The International Monetary Fund (IMF) executive board’s approval of loans is being celebrated in the elite quarters of Sri Lanka. The IMF’s recommendations have been implemented for close to a year, however, they have exacerbated the island nation’s economic depression.
The reality is that the IMF agreement and the limited funds that will be released in instalments will not alter the trajectory of a collapsing economy.
Given Sri Lanka’s default on its external debt in April 2022, the debt restructuring process, which is aimed at reducing its unsustainable debt levels, is likely to drag on for months, if not years.
Indeed, without a major course correction in Sri Lanka’s economic trajectory and a significant “haircut” – reduction of outstanding interest payments or a portion of a bond payable that will not be repaid – on its external debt, it will likely be knocking on the door for another IMF agreement. It could face another default in a few years.

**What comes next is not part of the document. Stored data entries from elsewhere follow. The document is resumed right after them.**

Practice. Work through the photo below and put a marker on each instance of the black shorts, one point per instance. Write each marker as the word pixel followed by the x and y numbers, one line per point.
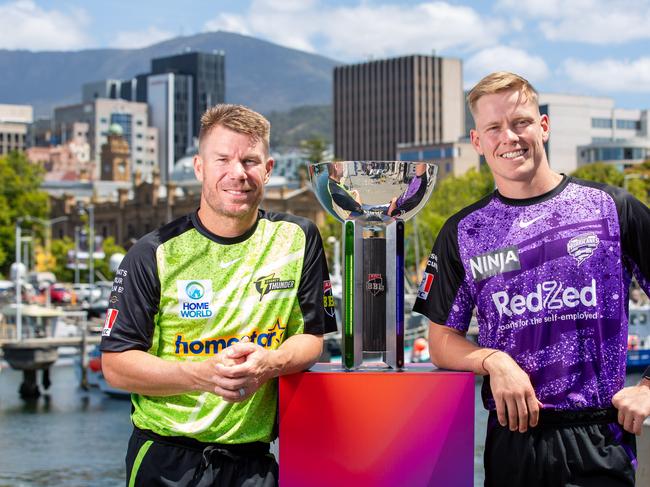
pixel 567 448
pixel 154 460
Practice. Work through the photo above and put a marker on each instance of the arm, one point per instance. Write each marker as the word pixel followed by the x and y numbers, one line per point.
pixel 142 373
pixel 517 405
pixel 633 404
pixel 297 353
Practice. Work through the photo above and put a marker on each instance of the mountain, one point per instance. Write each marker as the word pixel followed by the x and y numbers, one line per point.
pixel 259 74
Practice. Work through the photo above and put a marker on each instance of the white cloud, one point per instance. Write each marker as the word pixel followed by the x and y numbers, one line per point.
pixel 610 75
pixel 601 22
pixel 24 25
pixel 140 38
pixel 504 58
pixel 356 32
pixel 229 23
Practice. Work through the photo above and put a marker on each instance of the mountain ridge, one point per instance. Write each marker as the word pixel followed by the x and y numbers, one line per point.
pixel 265 76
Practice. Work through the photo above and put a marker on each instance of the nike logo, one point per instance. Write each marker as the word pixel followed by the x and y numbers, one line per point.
pixel 523 224
pixel 225 265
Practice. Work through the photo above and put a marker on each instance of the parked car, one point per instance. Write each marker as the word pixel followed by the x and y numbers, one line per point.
pixel 82 290
pixel 60 293
pixel 97 308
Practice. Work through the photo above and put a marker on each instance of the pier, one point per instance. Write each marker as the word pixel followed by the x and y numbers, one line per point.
pixel 34 354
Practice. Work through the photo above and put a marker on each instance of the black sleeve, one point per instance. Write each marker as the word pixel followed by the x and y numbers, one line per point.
pixel 443 296
pixel 134 300
pixel 634 219
pixel 314 291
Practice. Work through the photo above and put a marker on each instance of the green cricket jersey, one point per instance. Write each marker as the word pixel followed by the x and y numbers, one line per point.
pixel 183 293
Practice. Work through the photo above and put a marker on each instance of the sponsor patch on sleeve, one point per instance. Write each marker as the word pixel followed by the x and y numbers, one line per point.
pixel 425 285
pixel 111 316
pixel 328 298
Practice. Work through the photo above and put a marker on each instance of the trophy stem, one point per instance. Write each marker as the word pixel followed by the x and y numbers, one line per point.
pixel 348 282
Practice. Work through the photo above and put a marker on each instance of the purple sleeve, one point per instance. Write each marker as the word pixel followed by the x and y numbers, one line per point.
pixel 444 296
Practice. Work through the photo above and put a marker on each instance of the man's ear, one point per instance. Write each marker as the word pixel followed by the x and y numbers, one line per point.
pixel 269 169
pixel 198 167
pixel 476 143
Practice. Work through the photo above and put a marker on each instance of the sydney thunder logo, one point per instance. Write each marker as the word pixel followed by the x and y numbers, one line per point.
pixel 265 285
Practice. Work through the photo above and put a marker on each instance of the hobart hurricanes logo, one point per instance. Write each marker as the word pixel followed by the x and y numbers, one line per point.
pixel 496 262
pixel 266 284
pixel 194 298
pixel 582 247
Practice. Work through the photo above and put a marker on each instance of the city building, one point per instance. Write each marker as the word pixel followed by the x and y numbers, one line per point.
pixel 588 129
pixel 452 158
pixel 169 97
pixel 178 90
pixel 405 100
pixel 116 156
pixel 100 114
pixel 108 88
pixel 14 126
pixel 208 78
pixel 128 211
pixel 621 153
pixel 66 162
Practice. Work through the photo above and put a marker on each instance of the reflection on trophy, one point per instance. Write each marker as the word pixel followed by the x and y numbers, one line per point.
pixel 373 200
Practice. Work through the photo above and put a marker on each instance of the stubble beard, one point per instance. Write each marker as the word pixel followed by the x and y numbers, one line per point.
pixel 242 213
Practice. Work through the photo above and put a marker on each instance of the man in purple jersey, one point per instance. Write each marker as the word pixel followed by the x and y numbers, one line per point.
pixel 546 260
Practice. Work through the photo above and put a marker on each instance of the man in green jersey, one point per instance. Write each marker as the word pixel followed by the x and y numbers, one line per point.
pixel 207 311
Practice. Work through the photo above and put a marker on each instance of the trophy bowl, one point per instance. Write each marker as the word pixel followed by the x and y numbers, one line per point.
pixel 373 199
pixel 351 189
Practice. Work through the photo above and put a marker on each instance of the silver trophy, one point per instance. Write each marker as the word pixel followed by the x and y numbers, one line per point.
pixel 373 199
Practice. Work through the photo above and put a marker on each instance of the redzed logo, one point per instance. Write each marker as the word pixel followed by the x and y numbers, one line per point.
pixel 111 316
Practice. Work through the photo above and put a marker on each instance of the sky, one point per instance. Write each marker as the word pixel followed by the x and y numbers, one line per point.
pixel 588 47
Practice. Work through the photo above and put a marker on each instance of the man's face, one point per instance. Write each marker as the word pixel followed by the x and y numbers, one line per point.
pixel 233 171
pixel 510 133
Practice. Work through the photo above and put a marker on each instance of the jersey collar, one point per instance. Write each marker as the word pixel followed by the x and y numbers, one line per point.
pixel 537 199
pixel 196 221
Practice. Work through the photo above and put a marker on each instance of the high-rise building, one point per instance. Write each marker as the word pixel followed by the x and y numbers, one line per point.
pixel 208 79
pixel 170 104
pixel 100 114
pixel 116 156
pixel 108 88
pixel 405 100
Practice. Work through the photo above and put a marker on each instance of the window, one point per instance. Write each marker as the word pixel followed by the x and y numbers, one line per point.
pixel 628 124
pixel 601 123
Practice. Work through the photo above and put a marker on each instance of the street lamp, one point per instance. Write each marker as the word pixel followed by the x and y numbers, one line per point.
pixel 90 210
pixel 19 240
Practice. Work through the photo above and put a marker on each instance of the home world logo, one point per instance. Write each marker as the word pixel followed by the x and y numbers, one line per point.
pixel 194 298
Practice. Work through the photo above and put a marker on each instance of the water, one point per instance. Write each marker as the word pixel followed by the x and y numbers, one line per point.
pixel 77 438
pixel 68 437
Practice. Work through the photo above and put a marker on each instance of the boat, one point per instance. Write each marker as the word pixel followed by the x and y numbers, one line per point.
pixel 638 343
pixel 95 376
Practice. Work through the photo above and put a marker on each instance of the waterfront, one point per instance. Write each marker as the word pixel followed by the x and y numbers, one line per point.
pixel 77 438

The agreement is based on the same assumptions and projections rooted in the free market regime. But Sri Lanka’s challenge is not to return to the deep waters of a turbulent global economy. Instead, the country must identify avenues to increase domestic production of essential goods which its people need for survival. This includes strengthening the food system through local agricultural production.
Sri Lanka may find itself drowning in the dead weight of external debt if the process of achieving debt sustainability is predicated on integrating back into the global economy through more loans and hypothetical opportunities in the distant export markets.
At the heart of the problem is the conflation of the country’s two deficits: 1) the primary budget deficit, which consists of the government’s revenues versus expenditure, and 2) the current account deficit, which is the country’s foreign earnings versus expenditure.
The effects of the IMF-recommended austerity measures to meet a primary budget surplus target for 2024 can already be seen in the tremendous contraction of the economy in 2022.
Sri Lanka’s gross domestic product (GDP) contracted by 12.4% in the fourth quarter of 2022 alone. However, during the same quarter, the external balance had a surplus of $ 154 million. This happened mainly due to the prioritisation of imports, which for years the nation’s governments had avoided, because of the ideological “straitjacket“ of free trade.
Going forward, a focus on domestic investment and production, while managing the external sector, should be the strategy for reviving the country’s economy. But due to the IMF’s emphasis on a primary surplus and a free market regime, the opposite policies are being pursued. This strategy is inflicting tremendous suffering on the people.
The “straitjacket” approach of free trade attracts foreign capital, which includes a return to borrowings in the international capital markets. But wasn’t that one of the central causes of Sri Lanka’s economic crisis in the first place?
Sri Lanka’s high-interest loans and debt-financed capital inflows were repaid with the hard-earned foreign exchange of its working people. And that debt was invested in unproductive infrastructure and luxury real estate.